Three generations—that’s how long Texarkana College has impacted the lives of the Hawkins Family.

In 1952, Jackie Hawkins worked for Red River Army Depot at night and started classes at Texarkana College’s old Pine Street campus during the day.

In 1978, his son Greg graduated from DeKalb High School as valedictorian and enrolled at Texarkana College.

And in 2010, Greg’s son Caleb started Texarkana College on a full Presidential Scholarship.

“I set an example,” Jackie said.

That’s an understatement.

As part of a family with seven children, Jackie couldn’t afford veterinary school.

“I got a call to go to RRAD, and I got a job on swing shift,” he said. “I’ll tell you, it beat chopping cotton in the fields.”

When he started at TC, his classes were upstairs in the old Texas High building. He didn’t earn a degree at TC, but he transferred to East Texas State University in the ‘70s to finish his degree in business administration. Ten years before he retired from RRAD, he and his wife Mary started an insurance business out of their home. In the Hawkins family, education became an expectation and a priority.

“I encouraged them a lot,” Jackie said. “I remember when Greg brought in a report card with a 104 on it. I said, ‘Is that the best you can do?’ He didn’t tell me until he was grown how mad that made him.”

Though he graduated as valedictorian, Greg wasn’t sure college was a good fit for him.
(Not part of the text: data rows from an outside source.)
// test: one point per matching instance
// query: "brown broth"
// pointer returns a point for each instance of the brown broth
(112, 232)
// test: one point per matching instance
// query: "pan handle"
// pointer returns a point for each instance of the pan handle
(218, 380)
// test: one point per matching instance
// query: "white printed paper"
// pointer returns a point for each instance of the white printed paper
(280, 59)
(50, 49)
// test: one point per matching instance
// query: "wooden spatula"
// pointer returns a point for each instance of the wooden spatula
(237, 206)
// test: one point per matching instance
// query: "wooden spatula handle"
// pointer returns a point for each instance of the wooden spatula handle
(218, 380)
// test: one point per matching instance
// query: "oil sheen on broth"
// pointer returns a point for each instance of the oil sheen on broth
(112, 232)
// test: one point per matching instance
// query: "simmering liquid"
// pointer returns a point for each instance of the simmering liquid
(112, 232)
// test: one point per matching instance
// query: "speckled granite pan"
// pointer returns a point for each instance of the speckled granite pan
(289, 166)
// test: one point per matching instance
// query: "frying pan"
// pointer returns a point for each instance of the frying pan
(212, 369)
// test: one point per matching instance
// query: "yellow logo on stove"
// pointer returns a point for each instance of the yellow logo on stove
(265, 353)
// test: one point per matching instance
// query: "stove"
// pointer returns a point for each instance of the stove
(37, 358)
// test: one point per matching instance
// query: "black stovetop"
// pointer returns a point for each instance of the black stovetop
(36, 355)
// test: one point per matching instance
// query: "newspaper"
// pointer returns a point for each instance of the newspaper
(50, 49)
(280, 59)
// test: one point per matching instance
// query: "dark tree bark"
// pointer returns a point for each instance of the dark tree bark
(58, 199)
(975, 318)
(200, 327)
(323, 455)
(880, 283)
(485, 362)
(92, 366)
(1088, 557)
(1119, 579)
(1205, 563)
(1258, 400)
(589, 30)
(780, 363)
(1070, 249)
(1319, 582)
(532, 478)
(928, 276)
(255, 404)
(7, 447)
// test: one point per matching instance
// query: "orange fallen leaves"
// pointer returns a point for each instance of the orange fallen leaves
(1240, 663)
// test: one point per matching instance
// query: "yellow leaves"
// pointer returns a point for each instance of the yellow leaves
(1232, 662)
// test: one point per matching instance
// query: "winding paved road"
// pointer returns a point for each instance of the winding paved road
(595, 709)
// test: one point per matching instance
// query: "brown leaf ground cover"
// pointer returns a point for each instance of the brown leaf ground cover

“Lonestar Steel was blowing and going, and I had a couple of friends who graduated ahead of me and were making money hand over fist,” Greg said. “I was told, ‘You will go to college. If you don’t, you will move out and find your own place and be on your own.’”

Greg chose college.

He started in TC’s farm and ranch management program in 1978, and though he changed his major several times, he eventually transferred to veterinary school at Texas A&M University in College Station.

“Texarkana College gave me the opportunities to get my prerequisite courses for whatever I happened to be pursuing at the time, economically and locally,” he said. “I was able to work part time while I was here and live at home with Mom and Dad. It just gave me that basic starting point to go from.”

Greg went to work as a field veterinarian for the state and eventually became Region Director for the Texas Animal Health Commission. During his long veterinary career, he has worked to eradicate cattle Brucellosis (a bacterial disease that causes reproductive failure), responded to hurricanes and a space shuttle crash, and traveled to England to help with the foot and mouth disease epidemic of 2001.

“It has been a very colorful, exciting career,” he said.

Greg recently purchased his dad’s insurance agency and is now enjoying a second career as owner of Jackie Hawkins Insurance Agency in DeKalb, Texas. But during the tail end of Greg’s veterinary career, someone was watching him.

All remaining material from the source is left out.